L’altro giorno sul treno ho sentito una conversazione telefonica: una ragazza delle superiori, rientrando a casa da scuola, raccontava a sua madre di un dibattito con il professore di religione, un prete mi pare di aver compreso. Ero in effetti in altre faccende affaccendato, lavorando al portatile per portarmi avanti con il lavoro durante il viaggio, arrivando in ufficio già con alcuni disegni terminati.
Diceva la ragazza a sua madre che in classe si era accesa una discussione un po’ forte per via della reazione di lei stessa e altre ragazze di fronte alla posizione del prof. Questi aveva candidamente spiegato come sia doveroso il perdono, per tutti, perfino per un padre che uccide i propri bambini (c’era probabilmente un riferimento a qualche episodio di cronaca, che la ragazza ha tralasciato di citare), e quindi una delle ragazze aveva chiesto se quindi il perdono va similmente anche alle donne che abortiscono. E il professore candidamente aveva spiegato che no, a loro no. Di fronte all’apparente paradosso alcuni studenti, pare particolarmente alcune ragazze, si sono dette un po’ stupite. Se per la Chiesa Cattolica un feto è un essere umano completo fin dal concepimento, e l’aborto è un omicidio imperdonabile, perché compiuto “dalla madre”, perché l’infanticidio, omicidio tremendo pur sempre compiuto dai genitori, sarebbe invece un peccato da assolvere?
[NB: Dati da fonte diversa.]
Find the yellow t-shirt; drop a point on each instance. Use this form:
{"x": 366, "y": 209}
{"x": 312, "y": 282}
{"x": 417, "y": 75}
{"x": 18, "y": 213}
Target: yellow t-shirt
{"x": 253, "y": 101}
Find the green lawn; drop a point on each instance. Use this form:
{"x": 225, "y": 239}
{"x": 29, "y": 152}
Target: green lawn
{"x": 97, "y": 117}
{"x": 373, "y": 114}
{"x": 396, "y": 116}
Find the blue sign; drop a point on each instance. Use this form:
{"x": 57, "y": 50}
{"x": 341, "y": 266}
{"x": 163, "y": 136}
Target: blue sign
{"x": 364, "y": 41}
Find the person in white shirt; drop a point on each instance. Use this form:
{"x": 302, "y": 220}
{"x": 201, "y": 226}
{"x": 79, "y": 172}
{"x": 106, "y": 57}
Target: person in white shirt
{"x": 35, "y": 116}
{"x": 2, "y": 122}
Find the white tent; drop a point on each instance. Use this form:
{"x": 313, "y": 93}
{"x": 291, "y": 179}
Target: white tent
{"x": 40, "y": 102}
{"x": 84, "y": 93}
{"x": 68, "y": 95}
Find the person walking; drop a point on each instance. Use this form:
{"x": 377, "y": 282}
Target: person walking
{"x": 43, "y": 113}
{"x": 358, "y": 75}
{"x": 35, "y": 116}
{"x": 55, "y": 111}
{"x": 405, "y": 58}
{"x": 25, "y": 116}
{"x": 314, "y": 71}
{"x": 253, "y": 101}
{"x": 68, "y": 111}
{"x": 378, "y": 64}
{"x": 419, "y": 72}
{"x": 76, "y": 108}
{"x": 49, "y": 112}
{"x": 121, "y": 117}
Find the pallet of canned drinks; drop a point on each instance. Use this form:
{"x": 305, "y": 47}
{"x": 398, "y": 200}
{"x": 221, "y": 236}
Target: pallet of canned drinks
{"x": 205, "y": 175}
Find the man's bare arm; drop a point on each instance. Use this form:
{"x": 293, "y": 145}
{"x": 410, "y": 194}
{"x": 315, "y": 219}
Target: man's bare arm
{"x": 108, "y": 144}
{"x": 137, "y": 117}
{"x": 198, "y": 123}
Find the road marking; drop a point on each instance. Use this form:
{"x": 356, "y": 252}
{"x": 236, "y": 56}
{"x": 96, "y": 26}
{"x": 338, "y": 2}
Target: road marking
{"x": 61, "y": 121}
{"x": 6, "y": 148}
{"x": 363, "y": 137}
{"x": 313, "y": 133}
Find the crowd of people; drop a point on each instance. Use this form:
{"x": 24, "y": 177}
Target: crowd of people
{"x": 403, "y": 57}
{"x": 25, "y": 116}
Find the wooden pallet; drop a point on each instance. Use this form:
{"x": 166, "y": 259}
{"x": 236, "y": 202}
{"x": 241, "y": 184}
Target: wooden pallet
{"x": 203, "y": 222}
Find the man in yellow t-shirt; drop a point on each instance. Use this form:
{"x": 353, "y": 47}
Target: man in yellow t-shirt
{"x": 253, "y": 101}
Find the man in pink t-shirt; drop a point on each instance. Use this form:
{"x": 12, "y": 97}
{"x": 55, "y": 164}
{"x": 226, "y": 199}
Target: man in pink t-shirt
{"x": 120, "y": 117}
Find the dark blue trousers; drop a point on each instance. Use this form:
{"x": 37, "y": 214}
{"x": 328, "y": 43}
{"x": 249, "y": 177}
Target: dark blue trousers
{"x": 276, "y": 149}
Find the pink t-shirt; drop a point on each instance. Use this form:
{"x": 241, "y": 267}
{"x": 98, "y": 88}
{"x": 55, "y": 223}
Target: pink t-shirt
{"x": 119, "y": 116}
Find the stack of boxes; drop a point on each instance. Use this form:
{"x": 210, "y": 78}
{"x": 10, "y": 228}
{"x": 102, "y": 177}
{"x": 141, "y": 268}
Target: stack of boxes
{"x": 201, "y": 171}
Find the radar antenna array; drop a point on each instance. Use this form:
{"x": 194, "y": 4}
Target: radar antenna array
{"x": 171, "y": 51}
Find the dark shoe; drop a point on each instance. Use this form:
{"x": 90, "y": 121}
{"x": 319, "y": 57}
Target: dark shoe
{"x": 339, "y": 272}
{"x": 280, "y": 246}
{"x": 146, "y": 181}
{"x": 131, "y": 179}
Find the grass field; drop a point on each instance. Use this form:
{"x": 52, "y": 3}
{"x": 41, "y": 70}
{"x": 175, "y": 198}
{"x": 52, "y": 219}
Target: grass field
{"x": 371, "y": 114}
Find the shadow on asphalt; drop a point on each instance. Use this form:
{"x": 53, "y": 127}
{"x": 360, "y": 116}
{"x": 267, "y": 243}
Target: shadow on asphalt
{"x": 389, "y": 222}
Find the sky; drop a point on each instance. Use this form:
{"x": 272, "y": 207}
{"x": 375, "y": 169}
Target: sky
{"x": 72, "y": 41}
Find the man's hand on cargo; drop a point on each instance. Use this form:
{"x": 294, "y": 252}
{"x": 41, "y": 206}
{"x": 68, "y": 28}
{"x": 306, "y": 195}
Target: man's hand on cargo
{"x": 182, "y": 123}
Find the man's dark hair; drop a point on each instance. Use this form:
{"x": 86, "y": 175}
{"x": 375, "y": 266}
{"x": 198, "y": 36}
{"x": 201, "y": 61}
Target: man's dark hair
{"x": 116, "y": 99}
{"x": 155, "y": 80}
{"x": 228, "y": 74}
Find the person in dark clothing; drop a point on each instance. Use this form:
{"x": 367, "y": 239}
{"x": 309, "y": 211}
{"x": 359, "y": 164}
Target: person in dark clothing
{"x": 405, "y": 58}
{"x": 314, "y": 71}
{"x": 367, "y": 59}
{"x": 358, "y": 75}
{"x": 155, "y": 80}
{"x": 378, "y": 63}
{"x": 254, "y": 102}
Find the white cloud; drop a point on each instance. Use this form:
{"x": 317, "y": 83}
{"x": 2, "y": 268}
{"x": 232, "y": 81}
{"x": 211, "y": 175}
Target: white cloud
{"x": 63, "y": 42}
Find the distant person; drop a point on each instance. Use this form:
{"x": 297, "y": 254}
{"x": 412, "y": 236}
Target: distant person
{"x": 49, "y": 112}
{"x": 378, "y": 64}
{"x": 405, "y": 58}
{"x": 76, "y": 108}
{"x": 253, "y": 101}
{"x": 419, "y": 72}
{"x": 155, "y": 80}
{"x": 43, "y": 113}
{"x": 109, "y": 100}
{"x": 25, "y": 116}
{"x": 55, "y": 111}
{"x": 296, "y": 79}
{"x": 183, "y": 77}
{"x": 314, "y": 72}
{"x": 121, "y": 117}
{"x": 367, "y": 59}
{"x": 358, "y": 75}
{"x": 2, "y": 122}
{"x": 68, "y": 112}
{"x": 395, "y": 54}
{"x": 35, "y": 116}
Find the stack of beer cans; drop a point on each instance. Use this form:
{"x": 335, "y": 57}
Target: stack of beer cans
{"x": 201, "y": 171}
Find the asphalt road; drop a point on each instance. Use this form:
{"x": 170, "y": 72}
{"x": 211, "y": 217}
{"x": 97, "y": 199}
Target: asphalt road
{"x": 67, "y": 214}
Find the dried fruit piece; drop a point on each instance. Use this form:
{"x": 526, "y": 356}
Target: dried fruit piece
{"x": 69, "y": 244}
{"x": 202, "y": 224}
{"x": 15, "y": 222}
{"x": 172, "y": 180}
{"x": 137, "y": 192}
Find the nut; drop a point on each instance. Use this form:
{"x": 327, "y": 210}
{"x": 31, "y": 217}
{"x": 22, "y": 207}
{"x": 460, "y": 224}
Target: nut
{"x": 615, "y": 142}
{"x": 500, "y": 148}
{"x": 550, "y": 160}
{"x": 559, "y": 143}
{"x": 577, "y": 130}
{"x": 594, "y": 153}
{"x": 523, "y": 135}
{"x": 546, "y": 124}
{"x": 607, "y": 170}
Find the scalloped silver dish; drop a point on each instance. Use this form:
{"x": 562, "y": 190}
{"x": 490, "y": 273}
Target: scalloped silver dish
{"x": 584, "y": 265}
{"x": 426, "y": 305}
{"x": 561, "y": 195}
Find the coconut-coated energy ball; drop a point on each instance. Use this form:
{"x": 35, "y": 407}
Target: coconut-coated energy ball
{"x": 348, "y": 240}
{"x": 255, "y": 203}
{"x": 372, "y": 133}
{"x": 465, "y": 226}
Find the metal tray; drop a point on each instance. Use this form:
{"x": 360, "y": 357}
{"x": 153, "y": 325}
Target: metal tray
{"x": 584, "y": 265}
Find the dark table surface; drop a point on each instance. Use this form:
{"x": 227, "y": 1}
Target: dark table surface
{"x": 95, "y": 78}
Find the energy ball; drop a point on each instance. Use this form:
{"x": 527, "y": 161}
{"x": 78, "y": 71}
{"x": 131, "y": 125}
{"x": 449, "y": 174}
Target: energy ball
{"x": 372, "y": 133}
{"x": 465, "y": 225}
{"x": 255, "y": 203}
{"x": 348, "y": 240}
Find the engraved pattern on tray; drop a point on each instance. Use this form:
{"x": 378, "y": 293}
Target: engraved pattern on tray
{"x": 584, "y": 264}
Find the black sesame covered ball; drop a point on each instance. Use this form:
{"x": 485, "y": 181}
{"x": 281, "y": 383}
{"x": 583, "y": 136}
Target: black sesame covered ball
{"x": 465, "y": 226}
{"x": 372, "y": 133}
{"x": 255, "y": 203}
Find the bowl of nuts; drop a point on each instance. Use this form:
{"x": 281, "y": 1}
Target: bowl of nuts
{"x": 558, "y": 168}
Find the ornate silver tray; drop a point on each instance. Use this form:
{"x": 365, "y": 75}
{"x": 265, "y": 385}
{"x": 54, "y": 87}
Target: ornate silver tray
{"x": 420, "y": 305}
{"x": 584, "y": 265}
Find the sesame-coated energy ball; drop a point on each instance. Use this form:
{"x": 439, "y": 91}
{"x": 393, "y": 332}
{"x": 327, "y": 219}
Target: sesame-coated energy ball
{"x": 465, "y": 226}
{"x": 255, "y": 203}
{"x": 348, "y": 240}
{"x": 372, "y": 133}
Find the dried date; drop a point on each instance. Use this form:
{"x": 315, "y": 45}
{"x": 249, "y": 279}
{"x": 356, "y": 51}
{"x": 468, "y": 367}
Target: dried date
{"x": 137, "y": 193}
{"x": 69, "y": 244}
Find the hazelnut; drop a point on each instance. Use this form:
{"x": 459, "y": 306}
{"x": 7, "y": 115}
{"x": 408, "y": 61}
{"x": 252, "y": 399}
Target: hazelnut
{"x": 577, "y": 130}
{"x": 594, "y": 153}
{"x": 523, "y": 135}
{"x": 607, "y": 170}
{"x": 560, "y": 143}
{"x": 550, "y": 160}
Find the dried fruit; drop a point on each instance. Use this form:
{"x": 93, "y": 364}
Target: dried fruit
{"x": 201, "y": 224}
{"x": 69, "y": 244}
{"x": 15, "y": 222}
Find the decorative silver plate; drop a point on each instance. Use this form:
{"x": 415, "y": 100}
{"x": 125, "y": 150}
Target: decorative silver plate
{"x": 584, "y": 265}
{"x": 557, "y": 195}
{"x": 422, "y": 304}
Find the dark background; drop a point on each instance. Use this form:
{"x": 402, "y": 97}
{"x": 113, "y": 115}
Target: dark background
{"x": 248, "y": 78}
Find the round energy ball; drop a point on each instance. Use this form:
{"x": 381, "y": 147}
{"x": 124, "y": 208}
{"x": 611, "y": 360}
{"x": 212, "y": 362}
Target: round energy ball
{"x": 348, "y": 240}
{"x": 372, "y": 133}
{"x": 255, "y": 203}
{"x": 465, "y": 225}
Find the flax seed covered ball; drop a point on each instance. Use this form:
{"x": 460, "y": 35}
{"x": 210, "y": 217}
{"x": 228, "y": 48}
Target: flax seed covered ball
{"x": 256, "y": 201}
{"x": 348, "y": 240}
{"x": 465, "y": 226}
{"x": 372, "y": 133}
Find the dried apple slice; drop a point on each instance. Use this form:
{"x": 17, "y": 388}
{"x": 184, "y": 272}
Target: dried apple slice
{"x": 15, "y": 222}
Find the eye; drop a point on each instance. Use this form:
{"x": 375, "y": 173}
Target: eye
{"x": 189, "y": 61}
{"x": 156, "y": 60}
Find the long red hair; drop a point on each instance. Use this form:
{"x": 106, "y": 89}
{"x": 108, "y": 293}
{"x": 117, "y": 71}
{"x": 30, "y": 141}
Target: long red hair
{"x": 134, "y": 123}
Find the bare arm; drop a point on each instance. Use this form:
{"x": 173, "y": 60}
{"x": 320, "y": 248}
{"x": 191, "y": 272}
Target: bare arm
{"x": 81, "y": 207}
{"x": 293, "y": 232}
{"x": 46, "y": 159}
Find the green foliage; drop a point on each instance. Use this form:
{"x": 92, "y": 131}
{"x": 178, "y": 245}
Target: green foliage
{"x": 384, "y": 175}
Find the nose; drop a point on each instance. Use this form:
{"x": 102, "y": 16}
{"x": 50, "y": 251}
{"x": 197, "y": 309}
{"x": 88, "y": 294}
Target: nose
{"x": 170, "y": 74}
Dopo una lunga discussione la posizione del professore pare fosse di mutata di nulla, e l’unica risposta ricevuta dagli accalorati studenti fosse soltanto “Il padre assassino ha comunque permesso ai figli di nascere e vivere, prima di ucciderli.” La differenza sarebbe quindi stata, a quanto riportava la ragazza alla madre sinceramente preoccupata di possibili ritorsioni scolastiche, solo nell’atto della nascita, e nel dono della vita. Che a rigor di “dogma” la stessa Chiesa Cattolica non manca mai di far notare comincerebbe con il concepimento, e non con la nascita.
E io mentre disegnavo, coglievo il fastidio di questa ragazza per aver a che fare non tanto con l’ora di religione, ma con una persona incapace di cogliere contraddizioni evidenti e fortissime, e pronta a negare l’evidenza delle stesse contraddizioni, senza alcuna vergogna. In nome di un dogma, che pare sempre meno religioso, e sempre più politico.
E nel frattempo coglievo l’ansia della madre per il fatto che la figlia avesse risposto alla provocazioni del docente, invece di ammutolire e andarle poi a raccontare le cose dette in classe.
Ma le coglievo così, di sfuggita mentre disegnavo. E con me le coglieva l’intero vagone, tutti in silenzio ad ascoltare la breve descrizione di una lezione d’incoerenza, che quel professore avrebbe potuto risparmiarsi.